Ngèngèr

Kehilangan arah. Itulah yang aku rasakan saat itu. Aku mesti mencari ke mana? Kesasar? Aku adalah anak kecil seusia dua bulan ditinggal oleh ibu dan saudara-saudaraku. Atau malah aku yang meninggalkan mereka?

Malam itu jalanan masih ramai, ibu membawa kami ke sebuah warteg – ia berharap ada sisa ikan atau potongan ayam di bawah kursi – yang kemudian akan kami makan bersama-sama. Waktu itu, aku malah asyik mengejar sampah kertas yang terbawa angin. Aku berlari menjauhi warteg. Dan aku pun bingung ke arah mana untuk kembali ke ibu dan saudara-saudaraku.
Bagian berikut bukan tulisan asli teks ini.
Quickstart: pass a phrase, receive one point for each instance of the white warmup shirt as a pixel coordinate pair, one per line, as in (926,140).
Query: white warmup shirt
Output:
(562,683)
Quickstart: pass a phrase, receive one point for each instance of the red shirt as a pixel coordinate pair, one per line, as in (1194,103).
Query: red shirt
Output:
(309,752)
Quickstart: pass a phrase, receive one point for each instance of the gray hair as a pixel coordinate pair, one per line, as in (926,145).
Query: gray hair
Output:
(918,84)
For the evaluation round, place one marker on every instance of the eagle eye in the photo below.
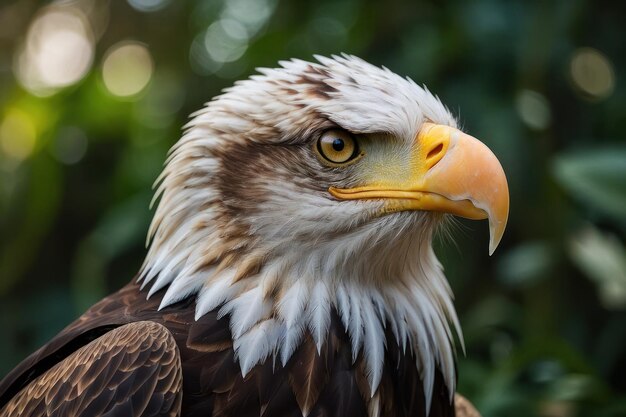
(337, 146)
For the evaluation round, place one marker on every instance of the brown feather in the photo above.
(132, 370)
(320, 384)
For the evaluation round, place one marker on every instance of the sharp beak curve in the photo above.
(450, 172)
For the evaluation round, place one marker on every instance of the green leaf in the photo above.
(596, 178)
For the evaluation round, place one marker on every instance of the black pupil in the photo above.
(338, 144)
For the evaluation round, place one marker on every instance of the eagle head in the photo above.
(315, 189)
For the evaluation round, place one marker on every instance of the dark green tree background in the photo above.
(94, 92)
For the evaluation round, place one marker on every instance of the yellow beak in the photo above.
(449, 171)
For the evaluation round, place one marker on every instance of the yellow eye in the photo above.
(337, 146)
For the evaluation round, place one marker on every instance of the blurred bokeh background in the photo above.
(94, 92)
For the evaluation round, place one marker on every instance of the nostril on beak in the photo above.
(434, 155)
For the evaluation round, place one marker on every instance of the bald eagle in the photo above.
(290, 269)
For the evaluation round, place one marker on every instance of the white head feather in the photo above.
(271, 236)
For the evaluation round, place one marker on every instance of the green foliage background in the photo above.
(544, 318)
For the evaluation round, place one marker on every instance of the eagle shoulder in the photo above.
(131, 370)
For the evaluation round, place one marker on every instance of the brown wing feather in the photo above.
(132, 370)
(325, 384)
(464, 408)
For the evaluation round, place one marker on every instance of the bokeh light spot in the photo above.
(534, 109)
(127, 69)
(57, 53)
(592, 73)
(18, 135)
(226, 40)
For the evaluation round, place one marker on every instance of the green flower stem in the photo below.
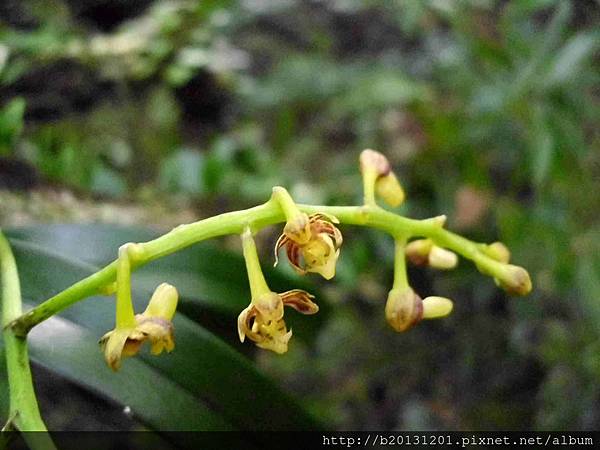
(24, 411)
(400, 275)
(369, 177)
(285, 200)
(125, 316)
(258, 284)
(255, 218)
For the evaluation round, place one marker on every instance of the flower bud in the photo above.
(163, 302)
(269, 305)
(389, 189)
(403, 309)
(515, 280)
(440, 258)
(435, 307)
(498, 251)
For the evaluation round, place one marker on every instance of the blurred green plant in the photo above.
(497, 99)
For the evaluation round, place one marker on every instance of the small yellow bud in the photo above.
(163, 302)
(440, 258)
(403, 309)
(436, 307)
(515, 280)
(389, 189)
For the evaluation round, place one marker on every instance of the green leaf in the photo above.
(11, 124)
(204, 375)
(204, 274)
(568, 62)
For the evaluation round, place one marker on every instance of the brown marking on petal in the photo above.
(293, 253)
(281, 241)
(246, 322)
(329, 229)
(300, 300)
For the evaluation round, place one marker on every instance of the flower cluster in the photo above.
(153, 325)
(262, 321)
(312, 244)
(317, 250)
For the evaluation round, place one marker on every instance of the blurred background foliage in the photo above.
(167, 111)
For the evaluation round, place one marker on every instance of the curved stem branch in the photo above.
(24, 411)
(255, 218)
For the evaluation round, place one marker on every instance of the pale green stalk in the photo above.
(24, 412)
(255, 218)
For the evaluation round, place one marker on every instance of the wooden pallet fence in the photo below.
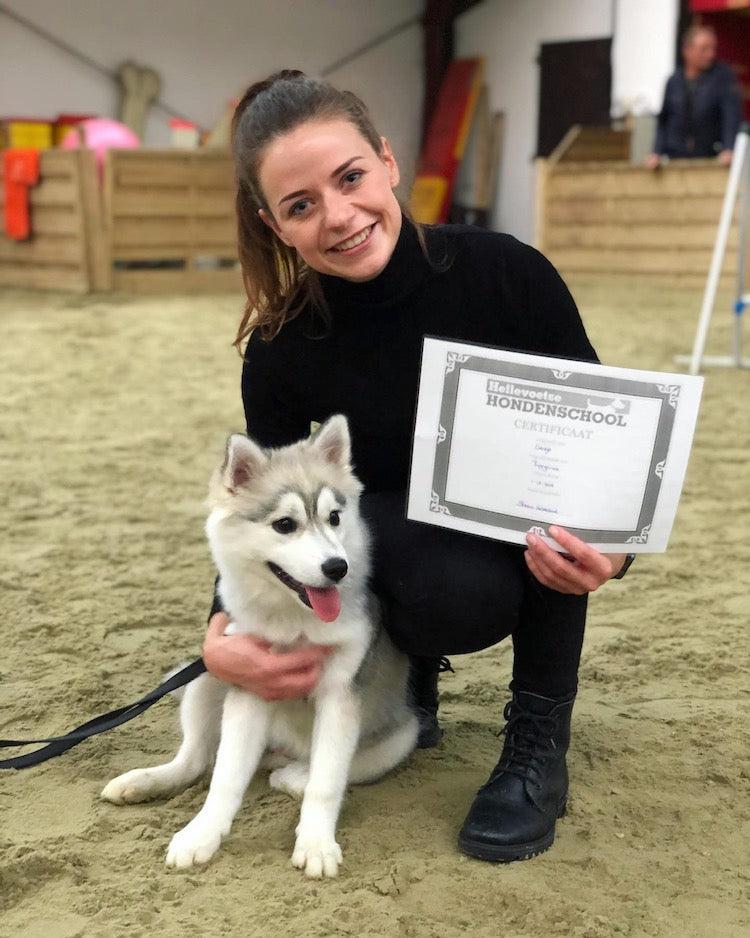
(66, 249)
(170, 221)
(617, 218)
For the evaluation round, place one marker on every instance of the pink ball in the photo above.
(101, 134)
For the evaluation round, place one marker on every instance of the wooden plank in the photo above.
(628, 181)
(61, 190)
(653, 236)
(48, 250)
(52, 220)
(131, 231)
(96, 253)
(72, 279)
(605, 260)
(627, 211)
(178, 281)
(165, 251)
(168, 176)
(170, 203)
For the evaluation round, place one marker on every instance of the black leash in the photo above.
(107, 721)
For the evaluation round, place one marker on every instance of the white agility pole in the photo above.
(738, 170)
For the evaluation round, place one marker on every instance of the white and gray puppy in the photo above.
(292, 553)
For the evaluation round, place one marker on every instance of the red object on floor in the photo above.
(20, 172)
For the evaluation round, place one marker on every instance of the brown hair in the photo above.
(277, 283)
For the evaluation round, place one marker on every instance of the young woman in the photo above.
(342, 286)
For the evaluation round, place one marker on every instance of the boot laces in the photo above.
(529, 738)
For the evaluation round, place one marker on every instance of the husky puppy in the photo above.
(292, 553)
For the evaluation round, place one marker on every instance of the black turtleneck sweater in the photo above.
(481, 287)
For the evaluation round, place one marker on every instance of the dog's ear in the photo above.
(333, 441)
(243, 461)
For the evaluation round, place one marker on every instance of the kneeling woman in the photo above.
(342, 287)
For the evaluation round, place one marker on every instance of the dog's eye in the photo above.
(284, 525)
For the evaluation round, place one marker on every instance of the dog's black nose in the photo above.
(335, 568)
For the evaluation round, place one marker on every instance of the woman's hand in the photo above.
(248, 662)
(581, 569)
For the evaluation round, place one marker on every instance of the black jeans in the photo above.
(448, 593)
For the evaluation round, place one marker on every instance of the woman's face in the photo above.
(330, 197)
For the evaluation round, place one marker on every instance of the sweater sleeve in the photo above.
(553, 321)
(270, 393)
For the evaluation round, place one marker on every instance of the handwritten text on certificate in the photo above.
(507, 442)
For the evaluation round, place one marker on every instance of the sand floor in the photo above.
(114, 411)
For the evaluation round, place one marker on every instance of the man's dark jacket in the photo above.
(701, 124)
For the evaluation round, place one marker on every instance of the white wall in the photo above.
(205, 58)
(643, 54)
(508, 33)
(207, 53)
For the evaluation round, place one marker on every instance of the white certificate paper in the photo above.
(506, 443)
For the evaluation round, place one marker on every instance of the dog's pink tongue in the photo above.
(326, 603)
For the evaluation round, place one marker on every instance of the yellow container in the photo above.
(25, 132)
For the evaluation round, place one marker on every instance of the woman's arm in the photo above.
(249, 663)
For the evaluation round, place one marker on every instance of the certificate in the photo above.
(507, 443)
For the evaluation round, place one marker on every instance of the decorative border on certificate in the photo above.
(522, 442)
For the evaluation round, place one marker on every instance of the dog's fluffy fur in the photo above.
(292, 553)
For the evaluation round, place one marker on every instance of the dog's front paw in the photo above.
(134, 786)
(318, 857)
(194, 845)
(291, 778)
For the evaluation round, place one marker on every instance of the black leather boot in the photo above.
(513, 815)
(423, 681)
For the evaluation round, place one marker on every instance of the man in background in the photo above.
(702, 107)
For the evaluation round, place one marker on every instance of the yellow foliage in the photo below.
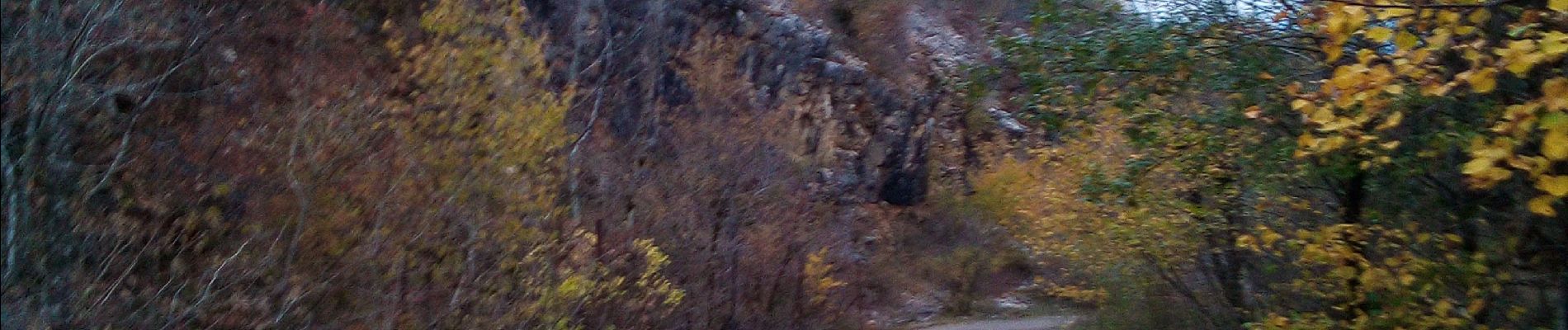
(1357, 99)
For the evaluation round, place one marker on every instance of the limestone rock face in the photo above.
(712, 122)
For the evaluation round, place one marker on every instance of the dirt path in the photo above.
(1038, 323)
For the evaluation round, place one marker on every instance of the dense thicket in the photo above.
(1296, 165)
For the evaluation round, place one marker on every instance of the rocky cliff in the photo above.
(761, 132)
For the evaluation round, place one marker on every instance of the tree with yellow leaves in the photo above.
(486, 134)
Aku memanggil nama mereka – lantang sekali – sesekali menangis. Dalam keadaan perut lapar dan menahan rasa haus aku terduduk di samping bak sampah di depan sebuah rumah bercat putih sambil menahan tangisku. Malam itu aku tidak bisa tidur, bahkan masih terjaga menjelang subuh.

Dari dalam pintu pagar Rumah Putih itu aku melihat ada anak sepantaranku berjalan mendekati pintu pagar dan menyapaku. Kami saling bercakap dan aku ceritakan masalah yang tengah aku hadapi.

“Namaku Bejo. Kamu siapa? Tinggallah di sini bersamaku,” pintanya kepadaku.

“Aku tidak punya nama. Tapi bagaimana cara aku bisa masuk ke dalam? Pagarnya terlalu tinggi dan aku belum bisa melompatinya,” jawabku sedih.

“Tunggulah kawan, pemilik rumah ini sebentar lagi keluar untuk subuhan,” terangnya.

Dan benar saja yang dikatakan Bejo. Seorang lelaki tua keluar dari pintu garasi lalu menyapa Bejo. Kenapa kamu berisik, Jo. Siapa yang di luar itu. Lelaki itu membuka pintu pagar dan mengangkatku. Kamu saudaranya Bejo? Mau ikut tinggal di sini? Aku pun diberi makan, berbagi dengan Bejo.

Belakangan aku tahu kalau nasib Bejo mirip denganku, ia juga pernah terlunta-lunta karena terpisah dengan ibunya dan akhirnya ngèngèr di Rumah Putih.

***

Tiga bulan sudah aku ikut ngèngèr di Rumah Putih. Kini aku mempunyai nama: Upik. Dan nama Bejo diganti menjadi Ujo. Kami dikenal sebagai Duo-U. Ujo-Upik. Ujo berkelamin jantan, aku betina. Ya, kami adalah anak-anak kucing yang saat ini sedang nakal dan lucu. Maaf buk, kami sering merusak tanaman kesayanganmu.

Tempat tinggal kami di teras dengan kandang kecil, dengan jatah makan yang terjamin serta toilet yang selalu bersih. Sesekali kami diperbolehkan masuk rumah, bergaul dengan para senior kami yang jumlahnya ada enam: Abah, Uncle, Ateu, Bibib, Jek dan Oyen. Sejauh ini, kami tidak ada niatan meninggalkan Rumah Putih.

Catatan kaki:
Secara harfiah ngèngèr artinya ikut orang lain. Tradisi ngèngèr merupakan bentuk solidaritas masyarakat Jawa untuk meningkatkan kualitas hidup keluarga dan masyarakat, dengan cara mengizinkan pelaku ngèngèr tinggal menetap bersama keluarga yang menjadi tempat ngèngèr. Pelaku ngèngèr akan diberi kesempatan untuk memperoleh pendidikan formal maupun non-formal serta ditanggung seluruh biaya hidupnya.